Les deux dernières phases mobiliseront plus directement l'armée de Terre avec des manœuvres de grande ampleur, principalement dans le nord-est de la France. Dans la phase finale, le poste de commandement de corps d'armée jouera le rôle principal avec les éléments d'appui, constituant ainsi un exercice d'envergure exceptionnelle.

Nous veillons néanmoins à définir clairement les priorités de cet exercice pour ne pas en augmenter infiniment la complexité et compromettre l'atteinte des objectifs. Cette exigence est d'autant plus importante que l'exercice comportera une dimension interalliée significative. Nous avons invité plusieurs alliés, il importe que l'exercice présente pour eux un intérêt opérationnel réel.

L'équilibre entre participation alliée, éléments simulés et phases réellement jouées sur le terrain sera donc soigneusement calibré. L'exercice mobilisera plus de 10 000 hommes, dont 15 à 20 % d'effectifs alliés. Pour l'armée de Terre spécifiquement, nous déploierons près de 3 000 véhicules. Le coût total s'élèvera à plusieurs dizaines de millions d'euros.

Dans la construction de notre préparation opérationnelle pour l'année à venir, nous avons effectué des arbitrages entre différents types d'entraînement : la préparation opérationnelle de base dans les garnisons, l'entraînement interarmes autour des garnisons dans nos camps et centres d'entraînement, où nous disposons d'outils de simulation performants, et ces grands exercices.

Quant aux bénéfices attendus d'Orion 2026, il s'agit d'abord d'un outil d'apprentissage nous permettant de vérifier l'efficacité des dimensions logistiques, territoriales et de coordination, et d'en tirer les enseignements nécessaires. Nous mettrons particulièrement à l’épreuve nos savoir-faire en matière de commandement, en centrant l’exercice sur les postes de commandement. Par ailleurs, cet exercice démontrera à nos alliés notre légitimité et notre crédibilité, prouvant l'intérêt de s'entraîner avec nous. Il constituera un signal fort sur nos capacités opérationnelles, à l'instar de l'exercice Zapad organisé par les Russes.

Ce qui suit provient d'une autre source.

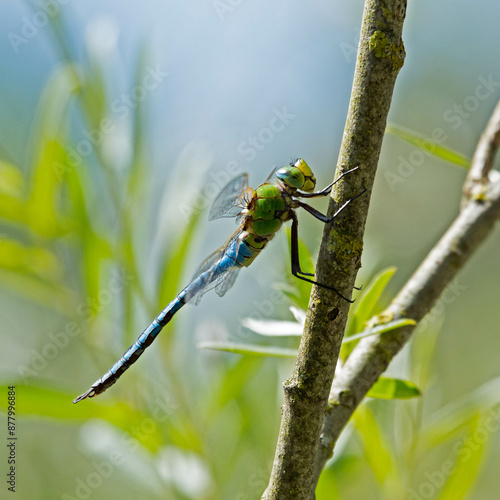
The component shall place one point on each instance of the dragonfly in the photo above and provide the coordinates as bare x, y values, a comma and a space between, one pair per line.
260, 214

Enfin, l'exercice sera un vecteur d'innovation. Nous y déploierons plusieurs innovations technologiques et tactiques. Le calendrier même de l'exercice a poussé de nombreux acteurs de l'innovation à se fixer l’année 2026 comme échéance pour être prêts à démontrer leurs capacités, ce qui représente un effet d'entraînement extrêmement bénéfique.

M. Jean-Louis Thiériot (DR). Je m'associe pleinement aux propos de mes collègues concernant notre infinie reconnaissance envers les femmes et les hommes qui servent sous votre commandement, unis par la fraternité d'armes, le sens de la mission et les sacrifices qu'ils consentent.

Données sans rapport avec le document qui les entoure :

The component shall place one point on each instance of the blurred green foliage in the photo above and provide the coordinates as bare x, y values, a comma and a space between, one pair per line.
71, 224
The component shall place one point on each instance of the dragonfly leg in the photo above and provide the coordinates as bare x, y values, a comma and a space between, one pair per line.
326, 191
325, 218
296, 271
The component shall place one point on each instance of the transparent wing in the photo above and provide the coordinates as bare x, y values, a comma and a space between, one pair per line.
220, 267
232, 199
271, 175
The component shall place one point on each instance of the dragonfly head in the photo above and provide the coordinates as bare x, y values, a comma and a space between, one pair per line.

Je souhaite vous interroger non pas sur des aspects budgétaires, mais sur deux éléments de réflexion stratégique. Premièrement, dans l'hypothèse d'un engagement majeur, nous constatons aujourd'hui en Ukraine une situation de blocage tactique en haute intensité, soulevant des interrogations sur les difficultés de la manœuvre. Cette crise de la manœuvre est notamment liée à la transparence du champ de bataille. Quelle est votre vision concernant l'avenir de la manœuvre aux niveaux tactique et opératif ? Est-ce que la manœuvre de demain sera d’abord une manœuvre par les appuis, que ce soit l’artillerie ou les drones ?

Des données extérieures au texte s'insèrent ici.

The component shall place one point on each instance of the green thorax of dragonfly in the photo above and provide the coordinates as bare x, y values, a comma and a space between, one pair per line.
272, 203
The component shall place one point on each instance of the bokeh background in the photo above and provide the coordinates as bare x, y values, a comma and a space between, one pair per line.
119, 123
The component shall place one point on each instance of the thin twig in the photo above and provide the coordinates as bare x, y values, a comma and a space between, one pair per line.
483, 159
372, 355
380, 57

Par ailleurs, l'un des éléments fondamentaux de cette manœuvre concerne la protection du corps de bataille en défense sol-air basse couche, particulièrement la lutte anti‑drones. Nous avons déjà évoqué des systèmes comme le Proteus ou le retour du canon. Il y a trois ans, lors d'une mission parlementaire j'ai été particulièrement impressionné par les avancées réalisées par la Stat en très peu de temps. Avec la commande des Serval Lutte anti‑drones (LAD) à venir, comment envisagez-vous cette défense anti-drones du corps aéroterrestre qui, opérant sur un champ de bataille, peut utiliser les moyens cinétiques bien plus efficacement que dans des environnements civils au-dessus de nos villes ? Quelle est votre vision de la protection du corps de bataille dans ce domaine ? Considérez-vous que le format de défense sol-air de notre armée de Terre, avec un seul régiment d'artillerie, le 54e, est suffisant ?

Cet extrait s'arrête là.